The Principal Investigator will study problems regarding projective modules over commutative unital algebras over a field, and existence of rational points on special classes of algebraic varieties by transposing ideas from the classical algebro-topological theory of obstructions to the context of algebraic geometry by means of the Morel-Voevodsky A^1-homotopy theory. Together with J. Fasel, he will, for example, attempt to study splitting problems for projective modules of rank below the dimension by better understanding A^1-homotopy sheaves of punctured affine spaces. Together with C. Haesemeyer, he will attempt to produce computable new obstructions to existence of a rational point on smooth algebraic varieties over a field, again using A^1-homotopy theory. By their very nature, these problems draw together several branches of mathematics and thus illustrate the fundamental unity of the subject.
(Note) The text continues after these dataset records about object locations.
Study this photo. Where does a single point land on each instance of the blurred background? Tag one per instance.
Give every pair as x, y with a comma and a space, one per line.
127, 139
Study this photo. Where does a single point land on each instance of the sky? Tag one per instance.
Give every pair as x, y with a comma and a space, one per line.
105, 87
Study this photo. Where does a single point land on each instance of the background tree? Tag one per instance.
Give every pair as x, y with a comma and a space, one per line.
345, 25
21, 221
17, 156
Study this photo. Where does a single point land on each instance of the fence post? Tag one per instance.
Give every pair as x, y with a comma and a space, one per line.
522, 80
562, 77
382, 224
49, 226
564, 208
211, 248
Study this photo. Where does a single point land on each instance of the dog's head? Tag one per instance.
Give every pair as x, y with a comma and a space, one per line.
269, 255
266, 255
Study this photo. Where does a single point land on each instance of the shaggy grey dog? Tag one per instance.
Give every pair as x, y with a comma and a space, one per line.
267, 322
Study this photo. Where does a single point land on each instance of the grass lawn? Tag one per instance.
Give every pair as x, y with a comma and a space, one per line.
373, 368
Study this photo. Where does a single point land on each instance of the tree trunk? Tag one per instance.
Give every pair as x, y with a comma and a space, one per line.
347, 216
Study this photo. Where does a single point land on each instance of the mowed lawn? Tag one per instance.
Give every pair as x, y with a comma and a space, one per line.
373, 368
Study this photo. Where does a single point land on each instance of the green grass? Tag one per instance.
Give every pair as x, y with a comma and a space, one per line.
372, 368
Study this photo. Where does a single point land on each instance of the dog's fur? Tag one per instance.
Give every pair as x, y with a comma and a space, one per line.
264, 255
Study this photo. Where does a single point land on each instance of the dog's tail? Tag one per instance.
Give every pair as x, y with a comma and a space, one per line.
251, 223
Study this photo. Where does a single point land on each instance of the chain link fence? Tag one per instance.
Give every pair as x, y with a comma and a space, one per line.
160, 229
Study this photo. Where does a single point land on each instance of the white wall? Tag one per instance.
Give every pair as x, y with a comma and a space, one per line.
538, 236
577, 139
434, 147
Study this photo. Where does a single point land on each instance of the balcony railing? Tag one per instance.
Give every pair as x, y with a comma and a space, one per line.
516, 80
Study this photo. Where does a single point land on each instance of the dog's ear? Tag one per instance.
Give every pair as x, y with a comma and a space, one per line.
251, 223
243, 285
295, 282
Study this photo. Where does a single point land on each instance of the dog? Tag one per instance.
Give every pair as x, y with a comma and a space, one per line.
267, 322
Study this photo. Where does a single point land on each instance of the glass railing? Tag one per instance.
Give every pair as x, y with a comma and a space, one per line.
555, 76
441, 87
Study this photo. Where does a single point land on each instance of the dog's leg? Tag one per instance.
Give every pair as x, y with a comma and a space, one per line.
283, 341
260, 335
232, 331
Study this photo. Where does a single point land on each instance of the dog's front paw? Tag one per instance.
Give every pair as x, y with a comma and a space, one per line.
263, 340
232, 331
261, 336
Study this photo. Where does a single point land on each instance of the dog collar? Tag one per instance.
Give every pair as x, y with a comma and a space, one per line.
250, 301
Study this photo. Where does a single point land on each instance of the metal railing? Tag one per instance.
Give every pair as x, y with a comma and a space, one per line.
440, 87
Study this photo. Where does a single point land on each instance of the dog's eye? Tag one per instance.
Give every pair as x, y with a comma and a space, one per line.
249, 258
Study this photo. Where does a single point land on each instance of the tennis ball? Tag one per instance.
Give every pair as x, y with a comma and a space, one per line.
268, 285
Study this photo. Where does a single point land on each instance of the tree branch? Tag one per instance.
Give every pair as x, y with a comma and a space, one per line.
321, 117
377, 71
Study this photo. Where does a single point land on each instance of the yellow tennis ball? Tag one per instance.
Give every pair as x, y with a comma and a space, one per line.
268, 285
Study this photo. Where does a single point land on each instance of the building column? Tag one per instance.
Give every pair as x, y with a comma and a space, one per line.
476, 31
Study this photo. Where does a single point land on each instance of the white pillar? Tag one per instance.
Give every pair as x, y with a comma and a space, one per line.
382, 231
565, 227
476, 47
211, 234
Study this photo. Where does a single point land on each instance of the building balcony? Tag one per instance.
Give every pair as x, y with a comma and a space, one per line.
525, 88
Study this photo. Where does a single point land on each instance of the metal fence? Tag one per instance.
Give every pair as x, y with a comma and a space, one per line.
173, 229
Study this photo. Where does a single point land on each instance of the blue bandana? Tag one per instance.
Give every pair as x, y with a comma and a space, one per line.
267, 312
To make the techniques used in the above study and related areas accessible to a new generation of researchers, the PI will organize a series of summer schools devoted to introducing graduate students to A^1-homotopy theory and related subjects.
Algebraic geometry, one of the oldest branches of mathematics, is at its core concerned with the study of algebraic varieties, i.e., solutions to systems of polynomial equations in many variables. Algebraic topology studies the problem of attaching invariants, e.g., numbers or, more generally, abstract algebraic structures, to spaces in a manner independent of the way they are pulled and twisted (without being torn). Solutions to systems of polynomial equations are not obviously amenable to the tools of algebraic topology, especially when such systems arise from arithmetic. Nevertheless, the relatively recently introduced subject of A^1-homotopy theory provides a framework in which one may apply the full power of techniques of algebraic topology to objects of interest in algebraic geometry---one can treat spaces having deep arithmetic structure, but a priori limited geometric structure, on equal footing with spaces that are more inherently geometric. This project aims to study two general classes of problems by transplanting a very successful method from algebraic topology (the theory of obstructions) to the setting of algebraic geometry by means of A^1-homotopy theory. With the goal of making some ideas involved in the above pursuits accessible to a broader audience, the PI will collaborate with artist Lun-Yi Tsai to organize public ``dialogues" between artists and mathematicians to explore some common themes between the subjects.
This award is cofunded by the Algebra and Number Theory and the Topology programs.